Antibody Fc Glycosylation Discriminates Between Latent and Active Tuberculosis

• Published in: The Journal of infectious diseases Vol. 222; no. 12; pp. 2093 - 2102
• Main Authors: Lu, Lenette L, Das, Jishnu, Grace, Patricia S, Fortune, Sarah M, Restrepo, Blanca I, Alter, Galit
• Format: Journal Article
• Language: English
• Published: US Oxford University Press 15.12.2020
• Subjects: Acyltransferases - analysis; Adolescent; Adult; Aged; Antibodies; Antigens; Antigens, Bacterial - analysis; Bacterial Proteins - analysis; Cell activation; Cytotoxicity; Electrophoresis, Capillary; Fab; Female; Glycosylation; Humans; Immunoglobulin Fab Fragments - chemistry; Immunoglobulin Fc Fragments - chemistry; Immunoglobulin G; Immunoglobulin G - analysis; Latent infection; Latent Tuberculosis - diagnosis; Major and Brief Reports; Male; Medical diagnosis; Middle Aged; Multivariate analysis; Mycobacterium tuberculosis; Natural killer cells; Phagocytosis; Polysaccharides; Polysaccharides - analysis; Public health; Tuberculin; Tuberculin - analysis; Tuberculosis; Tuberculosis - diagnosis; glycosylation; diagnostics; antibodies; tuberculosis; Fc effector function
• ISSN: 0022-1899; 1537-6613; 1537-6613
• DOI: 10.1093/infdis/jiz643

Abstract Background Mycobacterium tuberculosis remains a global health problem and clinical management is complicated by difficulty in discriminating between latent infection and active disease.
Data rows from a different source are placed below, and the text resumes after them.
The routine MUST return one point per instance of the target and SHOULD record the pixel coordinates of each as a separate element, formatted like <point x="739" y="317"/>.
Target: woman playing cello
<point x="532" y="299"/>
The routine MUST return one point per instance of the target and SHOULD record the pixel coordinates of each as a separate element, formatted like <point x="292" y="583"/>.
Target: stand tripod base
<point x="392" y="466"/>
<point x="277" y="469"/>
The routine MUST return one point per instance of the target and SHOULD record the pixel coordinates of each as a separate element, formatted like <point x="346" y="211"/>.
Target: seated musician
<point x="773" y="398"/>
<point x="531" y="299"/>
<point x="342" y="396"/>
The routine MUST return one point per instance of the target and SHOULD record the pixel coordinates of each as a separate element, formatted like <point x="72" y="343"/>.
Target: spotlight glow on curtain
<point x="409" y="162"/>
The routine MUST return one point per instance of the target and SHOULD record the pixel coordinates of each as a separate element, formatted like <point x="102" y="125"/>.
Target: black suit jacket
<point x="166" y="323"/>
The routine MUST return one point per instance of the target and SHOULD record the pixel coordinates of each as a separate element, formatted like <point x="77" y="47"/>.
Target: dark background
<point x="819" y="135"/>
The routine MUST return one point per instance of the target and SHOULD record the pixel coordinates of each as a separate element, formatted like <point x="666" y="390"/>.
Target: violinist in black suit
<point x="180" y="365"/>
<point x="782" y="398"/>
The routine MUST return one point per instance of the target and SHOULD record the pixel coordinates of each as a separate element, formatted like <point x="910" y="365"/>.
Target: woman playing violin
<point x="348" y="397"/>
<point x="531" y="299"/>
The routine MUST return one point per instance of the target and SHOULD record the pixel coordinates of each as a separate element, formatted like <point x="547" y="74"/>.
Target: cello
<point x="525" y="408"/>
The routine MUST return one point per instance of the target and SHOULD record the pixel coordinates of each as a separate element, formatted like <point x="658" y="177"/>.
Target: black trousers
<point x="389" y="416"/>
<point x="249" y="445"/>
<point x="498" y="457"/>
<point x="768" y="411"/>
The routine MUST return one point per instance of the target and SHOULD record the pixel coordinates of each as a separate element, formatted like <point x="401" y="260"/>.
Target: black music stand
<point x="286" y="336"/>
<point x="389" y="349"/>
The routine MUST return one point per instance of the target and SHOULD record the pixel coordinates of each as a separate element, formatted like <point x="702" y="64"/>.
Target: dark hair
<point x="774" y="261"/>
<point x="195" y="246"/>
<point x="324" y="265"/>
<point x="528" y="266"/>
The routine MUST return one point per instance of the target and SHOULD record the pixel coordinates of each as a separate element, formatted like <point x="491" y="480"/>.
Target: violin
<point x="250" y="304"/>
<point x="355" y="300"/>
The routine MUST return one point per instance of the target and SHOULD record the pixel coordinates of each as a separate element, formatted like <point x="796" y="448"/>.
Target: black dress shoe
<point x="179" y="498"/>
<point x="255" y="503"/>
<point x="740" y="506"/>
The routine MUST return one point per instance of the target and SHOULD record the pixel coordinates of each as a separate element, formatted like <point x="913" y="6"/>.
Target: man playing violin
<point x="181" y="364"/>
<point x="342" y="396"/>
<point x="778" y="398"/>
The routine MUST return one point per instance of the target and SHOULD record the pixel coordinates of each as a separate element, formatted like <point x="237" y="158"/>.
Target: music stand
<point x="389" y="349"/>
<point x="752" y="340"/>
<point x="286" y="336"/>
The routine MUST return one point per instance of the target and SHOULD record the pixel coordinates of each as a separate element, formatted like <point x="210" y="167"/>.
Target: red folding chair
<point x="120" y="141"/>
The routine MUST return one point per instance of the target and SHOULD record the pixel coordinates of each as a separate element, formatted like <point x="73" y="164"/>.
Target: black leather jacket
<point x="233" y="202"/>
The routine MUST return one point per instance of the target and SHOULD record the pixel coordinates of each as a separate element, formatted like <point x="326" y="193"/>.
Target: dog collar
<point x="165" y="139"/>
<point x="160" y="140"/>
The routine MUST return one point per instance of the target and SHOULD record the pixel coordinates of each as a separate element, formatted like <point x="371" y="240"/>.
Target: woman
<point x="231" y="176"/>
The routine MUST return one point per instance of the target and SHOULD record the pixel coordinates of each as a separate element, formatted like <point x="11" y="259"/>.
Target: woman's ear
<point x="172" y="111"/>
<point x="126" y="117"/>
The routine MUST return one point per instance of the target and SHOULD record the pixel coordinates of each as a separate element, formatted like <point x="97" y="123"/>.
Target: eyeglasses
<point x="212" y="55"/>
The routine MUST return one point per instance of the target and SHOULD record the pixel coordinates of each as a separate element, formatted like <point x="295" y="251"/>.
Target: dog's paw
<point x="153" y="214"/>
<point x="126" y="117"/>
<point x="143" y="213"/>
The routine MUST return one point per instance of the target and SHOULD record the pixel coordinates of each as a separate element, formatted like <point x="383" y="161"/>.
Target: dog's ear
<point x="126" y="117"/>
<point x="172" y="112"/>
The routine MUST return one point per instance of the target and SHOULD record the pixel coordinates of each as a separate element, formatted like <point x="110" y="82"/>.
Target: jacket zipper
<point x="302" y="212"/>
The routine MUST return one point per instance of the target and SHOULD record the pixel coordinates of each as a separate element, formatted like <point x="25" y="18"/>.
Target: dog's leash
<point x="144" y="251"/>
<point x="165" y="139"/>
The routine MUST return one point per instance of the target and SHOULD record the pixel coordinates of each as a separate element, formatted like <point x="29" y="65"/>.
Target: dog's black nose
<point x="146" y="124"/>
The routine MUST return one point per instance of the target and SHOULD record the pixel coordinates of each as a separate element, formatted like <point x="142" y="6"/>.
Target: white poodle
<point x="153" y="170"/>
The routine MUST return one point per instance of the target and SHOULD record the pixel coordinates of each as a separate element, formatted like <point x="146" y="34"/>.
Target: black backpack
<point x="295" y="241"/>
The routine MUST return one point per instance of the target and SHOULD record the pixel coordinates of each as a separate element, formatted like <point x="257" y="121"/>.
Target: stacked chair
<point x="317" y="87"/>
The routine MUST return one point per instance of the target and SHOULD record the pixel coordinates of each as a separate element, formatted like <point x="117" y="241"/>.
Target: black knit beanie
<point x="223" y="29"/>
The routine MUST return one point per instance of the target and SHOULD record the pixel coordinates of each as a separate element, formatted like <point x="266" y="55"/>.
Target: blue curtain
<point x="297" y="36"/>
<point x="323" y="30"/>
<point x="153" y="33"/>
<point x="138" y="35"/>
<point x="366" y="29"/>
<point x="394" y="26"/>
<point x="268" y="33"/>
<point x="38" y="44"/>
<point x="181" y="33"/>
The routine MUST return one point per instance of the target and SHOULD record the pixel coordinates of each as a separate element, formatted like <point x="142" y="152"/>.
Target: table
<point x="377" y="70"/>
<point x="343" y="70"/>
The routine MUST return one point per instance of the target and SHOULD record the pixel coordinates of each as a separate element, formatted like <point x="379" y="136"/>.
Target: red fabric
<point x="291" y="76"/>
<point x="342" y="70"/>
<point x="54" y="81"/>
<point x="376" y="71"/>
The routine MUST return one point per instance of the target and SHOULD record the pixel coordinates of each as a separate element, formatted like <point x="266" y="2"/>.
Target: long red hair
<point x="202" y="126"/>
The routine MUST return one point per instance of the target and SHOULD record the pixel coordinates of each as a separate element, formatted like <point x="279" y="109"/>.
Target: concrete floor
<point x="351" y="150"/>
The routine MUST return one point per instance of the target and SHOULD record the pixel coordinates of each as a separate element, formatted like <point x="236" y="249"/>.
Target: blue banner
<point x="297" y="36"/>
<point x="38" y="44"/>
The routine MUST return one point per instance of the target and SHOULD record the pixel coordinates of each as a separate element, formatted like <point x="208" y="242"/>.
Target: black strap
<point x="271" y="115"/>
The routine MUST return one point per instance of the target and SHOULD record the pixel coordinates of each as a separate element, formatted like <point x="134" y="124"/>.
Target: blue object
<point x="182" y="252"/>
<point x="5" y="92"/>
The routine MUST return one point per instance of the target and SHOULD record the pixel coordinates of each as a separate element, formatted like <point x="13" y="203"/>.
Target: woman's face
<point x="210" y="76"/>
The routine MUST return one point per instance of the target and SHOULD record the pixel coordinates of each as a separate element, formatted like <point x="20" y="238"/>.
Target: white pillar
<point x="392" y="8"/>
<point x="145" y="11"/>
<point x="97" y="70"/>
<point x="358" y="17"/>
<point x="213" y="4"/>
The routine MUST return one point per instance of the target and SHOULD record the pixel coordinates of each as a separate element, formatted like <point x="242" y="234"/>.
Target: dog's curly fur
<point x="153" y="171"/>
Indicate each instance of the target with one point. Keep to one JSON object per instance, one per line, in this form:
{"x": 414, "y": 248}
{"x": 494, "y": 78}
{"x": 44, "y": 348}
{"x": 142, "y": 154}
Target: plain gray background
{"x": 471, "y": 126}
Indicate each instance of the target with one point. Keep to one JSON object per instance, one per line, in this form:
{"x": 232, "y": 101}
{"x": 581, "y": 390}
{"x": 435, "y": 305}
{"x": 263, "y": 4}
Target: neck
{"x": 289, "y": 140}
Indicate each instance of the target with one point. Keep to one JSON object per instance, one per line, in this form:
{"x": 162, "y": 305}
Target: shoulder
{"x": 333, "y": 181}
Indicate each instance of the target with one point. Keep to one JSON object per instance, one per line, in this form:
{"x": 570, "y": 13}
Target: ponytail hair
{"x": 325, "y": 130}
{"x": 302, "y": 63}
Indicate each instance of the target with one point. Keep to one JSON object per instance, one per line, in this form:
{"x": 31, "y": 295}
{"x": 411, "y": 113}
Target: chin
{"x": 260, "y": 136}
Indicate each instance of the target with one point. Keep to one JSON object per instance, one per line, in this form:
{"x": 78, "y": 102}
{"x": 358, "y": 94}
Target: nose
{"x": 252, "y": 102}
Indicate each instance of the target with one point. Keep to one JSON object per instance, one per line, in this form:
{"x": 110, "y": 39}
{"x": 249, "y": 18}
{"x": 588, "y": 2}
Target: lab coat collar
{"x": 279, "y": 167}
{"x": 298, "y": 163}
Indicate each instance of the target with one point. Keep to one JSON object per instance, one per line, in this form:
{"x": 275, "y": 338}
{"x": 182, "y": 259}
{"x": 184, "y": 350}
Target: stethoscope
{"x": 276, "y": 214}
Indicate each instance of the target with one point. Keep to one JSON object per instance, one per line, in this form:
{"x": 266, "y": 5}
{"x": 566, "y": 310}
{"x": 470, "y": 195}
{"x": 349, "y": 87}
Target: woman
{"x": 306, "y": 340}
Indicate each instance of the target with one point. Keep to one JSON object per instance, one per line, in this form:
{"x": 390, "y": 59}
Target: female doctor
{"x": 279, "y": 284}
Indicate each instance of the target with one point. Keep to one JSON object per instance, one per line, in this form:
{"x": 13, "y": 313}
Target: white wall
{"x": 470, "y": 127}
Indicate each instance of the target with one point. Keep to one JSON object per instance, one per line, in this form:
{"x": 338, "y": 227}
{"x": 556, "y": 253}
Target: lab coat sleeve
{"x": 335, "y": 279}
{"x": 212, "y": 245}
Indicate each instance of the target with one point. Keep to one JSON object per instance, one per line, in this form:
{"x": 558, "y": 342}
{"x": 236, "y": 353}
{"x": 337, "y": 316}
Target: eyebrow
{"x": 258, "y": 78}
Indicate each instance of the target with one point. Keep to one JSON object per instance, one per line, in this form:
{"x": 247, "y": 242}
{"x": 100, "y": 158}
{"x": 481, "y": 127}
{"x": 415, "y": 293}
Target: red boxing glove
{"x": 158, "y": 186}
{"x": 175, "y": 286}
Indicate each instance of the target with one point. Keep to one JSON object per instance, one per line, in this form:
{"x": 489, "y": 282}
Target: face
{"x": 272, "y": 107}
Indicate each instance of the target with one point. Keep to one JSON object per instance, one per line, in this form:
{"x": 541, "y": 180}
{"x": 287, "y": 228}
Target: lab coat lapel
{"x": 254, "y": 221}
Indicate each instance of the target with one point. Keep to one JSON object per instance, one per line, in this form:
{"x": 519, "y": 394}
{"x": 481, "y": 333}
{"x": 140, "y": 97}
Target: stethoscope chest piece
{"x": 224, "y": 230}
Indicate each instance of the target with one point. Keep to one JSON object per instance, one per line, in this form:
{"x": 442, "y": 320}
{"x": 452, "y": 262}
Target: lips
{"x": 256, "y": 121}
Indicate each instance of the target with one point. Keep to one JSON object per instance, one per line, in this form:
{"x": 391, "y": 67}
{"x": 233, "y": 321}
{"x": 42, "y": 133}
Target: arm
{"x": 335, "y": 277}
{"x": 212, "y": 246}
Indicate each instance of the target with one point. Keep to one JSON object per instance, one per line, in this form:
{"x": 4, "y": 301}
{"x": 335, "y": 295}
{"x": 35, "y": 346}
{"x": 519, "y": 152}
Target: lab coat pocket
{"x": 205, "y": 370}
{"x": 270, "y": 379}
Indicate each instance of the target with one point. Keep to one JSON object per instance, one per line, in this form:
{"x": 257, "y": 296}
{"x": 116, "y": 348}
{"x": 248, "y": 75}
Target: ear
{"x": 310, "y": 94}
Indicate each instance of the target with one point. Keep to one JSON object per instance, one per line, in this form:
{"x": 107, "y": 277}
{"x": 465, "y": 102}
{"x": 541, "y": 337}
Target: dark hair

While M. tuberculosis-reactive antibody levels are heterogeneous, studies suggest that levels of IgG glycosylation differ between disease states. Here we extend this observation across antibody domains and M. tuberculosis specificities to define changes with the greatest resolving power. Methods Capillary electrophoretic glycan analysis was performed on bulk non-antigen–specific IgG, bulk Fc domain, bulk Fab domain, and purified protein derivative (PPD)- and Ag85A-specific IgG from subjects with latent (n = 10) and active (n = 20) tuberculosis. PPD-specific isotype/subclass, PPD-specific antibody-dependent phagocytosis, cellular cytotoxicity, and natural killer cell activation were assessed. Discriminatory potentials of antibody features were evaluated individually and by multivariate analysis. Results Parallel profiling of whole, Fc, and Fab domain-specific IgG glycosylation pointed to enhanced differential glycosylation on the Fc domain. Differential glycosylation was observed across antigen-specific antibody populations. Multivariate modeling highlighted Fc domain glycan species as the top discriminatory features, with combined PPD IgG titers and Fc domain glycans providing the highest classification accuracy. Conclusions Differential glycosylation occurs preferentially on the Fc domain, providing significant discriminatory power between different states of M. tuberculosis infection and disease. Clinical management of Mycobacterium tuberculosis is complicated by difficulty in discriminating between latent infection and active disease. Here profiling antibody features and multivariate modeling highlight Fc domain glycosylation as a top discriminatory feature.